Sunday, May 13, 2012

Happy Mother's Day!

So since this blog is all about becoming a woman captivating to God I definitely thought that a blog dedicated to my mom was in order. My mom is not perfect as no woman is, but I can honestly say that my mom strives for perfection in every area of her life. She might not ever be able to accomplish that until Christ comes for us or she goes to Him but her constant effort towards it has made her into a beautiful woman inside and out. I once told her out of frustration that she couldn't expect perfection out of me and her reply was that she could expect me to try for it at least! At the time I didn't understand it and I thought she had too high expectations out of me. But now as I am older I understand how her seemingly out of reach standards for me have helped mold me into the person I am today. Any good in my character I owe to my mom.

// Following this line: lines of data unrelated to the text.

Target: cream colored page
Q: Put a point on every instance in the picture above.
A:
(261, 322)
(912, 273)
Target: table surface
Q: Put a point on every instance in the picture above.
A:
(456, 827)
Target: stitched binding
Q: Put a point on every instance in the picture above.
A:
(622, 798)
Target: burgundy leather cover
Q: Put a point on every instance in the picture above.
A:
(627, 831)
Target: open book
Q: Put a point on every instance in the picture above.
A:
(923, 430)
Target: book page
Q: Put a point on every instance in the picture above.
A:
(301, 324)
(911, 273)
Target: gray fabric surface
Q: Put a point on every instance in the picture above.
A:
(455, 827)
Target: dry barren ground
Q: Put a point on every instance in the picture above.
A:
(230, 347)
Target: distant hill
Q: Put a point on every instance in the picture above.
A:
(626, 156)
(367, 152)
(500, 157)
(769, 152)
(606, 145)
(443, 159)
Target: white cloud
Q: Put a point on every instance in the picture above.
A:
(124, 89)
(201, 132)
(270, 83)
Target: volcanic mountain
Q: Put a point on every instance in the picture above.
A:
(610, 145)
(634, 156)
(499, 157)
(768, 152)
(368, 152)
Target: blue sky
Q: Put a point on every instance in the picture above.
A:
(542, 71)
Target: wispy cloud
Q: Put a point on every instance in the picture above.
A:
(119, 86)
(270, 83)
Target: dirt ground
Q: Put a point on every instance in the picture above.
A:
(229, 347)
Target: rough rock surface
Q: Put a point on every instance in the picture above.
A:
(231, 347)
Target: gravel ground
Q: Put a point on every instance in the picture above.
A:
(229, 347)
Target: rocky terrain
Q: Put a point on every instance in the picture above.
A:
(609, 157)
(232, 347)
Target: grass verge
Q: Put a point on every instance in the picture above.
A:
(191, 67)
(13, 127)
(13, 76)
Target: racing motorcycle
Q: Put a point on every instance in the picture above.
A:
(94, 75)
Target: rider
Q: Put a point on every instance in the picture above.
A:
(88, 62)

I won't ever forget one 4th of July Sunday in church I knew ahead of time that the choir was going to be singing our National Anthem during the service. My mom played the organ and came to me and told me before the service that when the song was played I was to stand in honor of it, even if I was the only one who did. When the time came for the song only one other person besides me began to stand. I looked at my mom and she gave me a head nod. One of those subtle hints that says "you better do what is right or you'll later wish you had!" I was embarrassed to the point of being sick; but I knew that putting up with the huge knot in my stomach was nothing compared to dealing with my mom being dissappointed in me. So me and the other man stood there alone facing our flag and eventually about half way through the song the rest of the church realized that they needed to also. I had many people come to me after church and let me know that they were thankful that I stood up because it reminded them that they needed to also. At that moment, knowing how proud my mom was of me made the embarrassment worth it. My mom taught me a valuable lesson that day. Character is not common; but you should always have the courage to do the right thing, even if you're the only one doing it.

Through my life most people have seen my mom's high expectations of me as harsh and overbearing. But I would say completely the opposite. Yes I've had a certain fear of my mom. But it's not a fear of physical punishment or withdrawal of love. My biggest fear was always that I would let my mom down. Now before you start psycoanalyzing me let me say that I never did. No matter what I did wrong my mom always let me know that she loved me and that she believed in me to do the right thing. When I did mess up, she told me what the right thing to do was and because of her faith in me I always knew I could do it. She always told me that doing the right thing was never easy or popular, but it was always worth it to have favor with God.

My mom is my biggest fan. She has always believed more in me than I've ever believed in myself. When things got hard in my life and I felt like giving up she always let me know that I was not a quitter and that whatever it was that needed to be done, I could do. And I believed her. Any accomplishment in my life, I owe to my mom. I know her prayers for me are what got me through some of the hardest times in my life. She has made countless sacrifices to make sure that I could live the life she wanted me to.

So to you Mommy (yes I still call her mommy),
You were always right. No matter how smart I acted or how many facts I threw at you, you were always right. Your stand for what is right has been what has kept me going. I've met very few people that take such a stand against wrong as you do and I'm so thankful for your stand. I know that your constant faith in God is what has made me into the person I am today. All the times I've seen you pray for a miracle and recieve it, are why I have the faith in God that I do. Thank you for being a full time mom, even when you had to work. I've always known that your kids are your first priority. I love you so much. You are truly a woman after God's own heart. I love you!